Better Budgeting: Homemade Christmas Ornaments: Modeling Clay and Craft Sticks

Homemade Christmas Ornaments: Modeling Clay and Craft Sticks

Submitted by Shawna Wright of PA

Modeling clay and craft stick ornaments 1

"Snowball Buddies"

These were very quick and easy to make. The whole family can be involved. My toddler painted the sleds and everyone loved shaping those cute little heads. We actually couldn't stop making them because each one became cuter and cuter. We ended up making hundreds of the little darlings and practically everyone we knew got these as a Christmas gift this year. Grandparents loved getting these with their little grandkids names on them!

A box of Forster jumbo craft sticks, 300 count from Walmart at around $4.00 was less expensive than purchasing them is smaller quantities. I believe the popsicle sticks are also quite inexpensive, but I already had these on hand so I don't know the exact price. I found the clay on sale for $1.00 for a small pkg. at the the larger craft stores. When I ran out I used salt dough.  

You will need:

4 jumbo craft sticks
4 popsicle sticks
1, 10-inch piece twine
Acrylic craft paint for sled, your choice of color
White oven bake modeling clay for heads
Colored modeling clay for hats, orange clay for carrot nose or use white and color with a marker when hardened (In place of clay you can make your own salt dough)
Tiny seed beads for eyes (or you can use clay or draw on with marker)
Tacky craft glue, or hot melt glue gun
Fine tip permanent marker

Modeling clay and craft stick ornaments 2

Instructions:

I made this ornament using four jumbo craft sticks glued side by side. The 2 outside edge sticks are set about 1/2 inch lower than the 2 center sticks. I then glued a popsicle stick on the top and 1 on the bottom at about 1 inch from the top of the sled. This represents the bar used to steer the sled. 2 more popsicle sticks are glued on their edge to the bottom of the sled for runners. I painted my sleds with acrylic craft paint. I used two coats. We used a variety of colors but our favorite was the dark green. Red is very cute too. I then tied a 10 inch piece of bailer twine to the bar across the top as a hanger.
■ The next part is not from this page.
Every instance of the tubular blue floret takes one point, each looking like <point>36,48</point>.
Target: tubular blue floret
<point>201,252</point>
Then for the really fun part. I used a block of white oven bake modeling clay. We had so much fun making those little heads that when we ran out of clay we mixed up a batch of salt dough and used that. The clay gives a smoother effect, but the salt dough is practically pennies to make up and even though the finished product has a rougher texture it looks more like a real snowball. The salt dough can also be tinted different colors. If you use salt dough they should be either sprayed with clear acrylic or brushed on sealer before gluing to sled. I have found when I stored away salt dough ornaments that weren't sealed can mess up others they come in contact with. The photo shows the modeling clay.
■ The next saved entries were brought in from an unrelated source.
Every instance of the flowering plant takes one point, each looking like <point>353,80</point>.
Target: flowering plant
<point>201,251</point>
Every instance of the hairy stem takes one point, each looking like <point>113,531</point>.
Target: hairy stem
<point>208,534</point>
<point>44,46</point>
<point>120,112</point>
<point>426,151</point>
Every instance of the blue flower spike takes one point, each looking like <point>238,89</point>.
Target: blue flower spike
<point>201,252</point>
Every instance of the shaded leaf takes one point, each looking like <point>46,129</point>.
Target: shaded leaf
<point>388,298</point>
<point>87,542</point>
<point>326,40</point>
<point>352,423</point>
We cut small chunks of clay about the size of a grape. The one in the photo is of our children so I had to make them small enough to hold all nine. If you need fewer snowballs, you can make larger ones. Soften the clay with your hands and roll into a ball. Slightly flatten the back on a flat surface. This flat back will be glued against the sled, but not until after it's completed and baked. We then took another chunk of clay slightly smaller than the piece you used for the head. This one can be any color you like. If you only have white available, use that and color it with paint or a colored marker after it is baked. Soften with your hands and shape into a hat. I pointed mine to the side, but rounded caps are just as cute. The hat is then pressed to the top of the snowball head.

I then took a pinch of white and made a very small ball for the pompom and pressed it on the point. Next take another pinch of white and roll into a log then flatten with you hand and this band is placed where the hat meets the snowball head. Next take a very small pinch of orange clay and shape into a tiny cone for the carrot nose. Carefully place on the center of the face and gently press down to secure. We then used tiny seed beads for the eyes. But small pinches of clay can be used also. We placed these on a baking tray and baked according to the manufacturer's instructions. The salt dough ones we allowed to air dry. I used a fine tip permanent marker to draw on cute little smiles. I wrote each child's name on the band, but these could be left blank or decorated anyway you like with markers. Lastly we arranged them to the sled and hot glued on, some we glued with tacky glue. Both glues held fine.